O plenário da Assembleia Nacional da França aprovou a revogação do Code Noir, a lei do período colonial que tratava pessoas escravizadas como propriedade. A votação foi unânime, 254 a 0, encerrando uma legislação do século XVII sancionada por Luís XIV em 1685. A revogação ocorre quase 180 anos após a abolição da escravatura na França.
A medida coloca fim a um código que regulava a vida de escravizados, descrevendo-os como bens móveis e autorizando punições extremas. O gesto representa um reconhecimento público do papel da França na escravidão, abrindo espaço para discussões sobre reparações.
Entre os que acompanharam a votação estavam parlamentares de diversas regiões ultramarinas, incluindo Martinica e Guadeloupe. A liberação do texto histórico foi saudada como passo simbólico para alinhamento com os valores da república de liberdade, igualdade e fraternidade.
O presidente Emmanuel Macron sinalizou que a reparação é uma possibilidade a ser considerada, embora tenha advertido contra promessas falsas. O tema ganhou força após declarações recentes do governo sobre a responsabilidade histórica da França no tráfico de escravos.

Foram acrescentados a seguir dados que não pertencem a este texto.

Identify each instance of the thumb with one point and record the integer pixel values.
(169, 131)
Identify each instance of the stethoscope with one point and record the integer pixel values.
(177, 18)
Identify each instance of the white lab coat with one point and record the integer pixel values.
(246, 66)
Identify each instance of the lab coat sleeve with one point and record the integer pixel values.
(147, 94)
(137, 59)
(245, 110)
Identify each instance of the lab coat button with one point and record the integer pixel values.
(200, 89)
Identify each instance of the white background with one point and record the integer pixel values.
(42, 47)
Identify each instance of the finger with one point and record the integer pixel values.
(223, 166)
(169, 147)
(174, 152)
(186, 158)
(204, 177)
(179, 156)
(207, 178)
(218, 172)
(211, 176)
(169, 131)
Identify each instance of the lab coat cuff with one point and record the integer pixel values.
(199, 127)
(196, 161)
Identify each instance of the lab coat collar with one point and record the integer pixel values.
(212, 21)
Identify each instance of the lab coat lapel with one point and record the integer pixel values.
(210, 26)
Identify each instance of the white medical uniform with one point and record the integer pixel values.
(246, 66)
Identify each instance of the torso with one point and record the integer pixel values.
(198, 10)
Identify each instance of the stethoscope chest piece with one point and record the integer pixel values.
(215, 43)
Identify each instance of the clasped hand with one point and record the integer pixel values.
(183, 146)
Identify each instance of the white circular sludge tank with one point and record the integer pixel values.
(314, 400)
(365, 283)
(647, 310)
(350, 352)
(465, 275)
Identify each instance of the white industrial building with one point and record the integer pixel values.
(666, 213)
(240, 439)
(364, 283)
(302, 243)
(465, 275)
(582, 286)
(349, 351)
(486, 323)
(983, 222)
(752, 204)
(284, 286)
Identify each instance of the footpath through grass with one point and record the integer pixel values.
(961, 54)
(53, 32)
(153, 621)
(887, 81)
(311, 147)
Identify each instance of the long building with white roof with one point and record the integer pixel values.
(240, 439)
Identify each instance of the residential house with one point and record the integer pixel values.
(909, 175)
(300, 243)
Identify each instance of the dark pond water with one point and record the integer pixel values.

Durante o debate, deputados destacaram que o Code Noir permitia punições cruéis e havia sido mantido por muito tempo. A eliminação da lei é vista como parte de um processo mais amplo de enfrentar legados coloniais e promover uma justiça histórica.
A França foi um dos maiores compradores de escravos na época, transportando cerca de 1,4 milhão de africanos para plantations nas suas colônias. As consequências econômicas e sociais ainda repercutem em várias regiões ultramarinas hoje.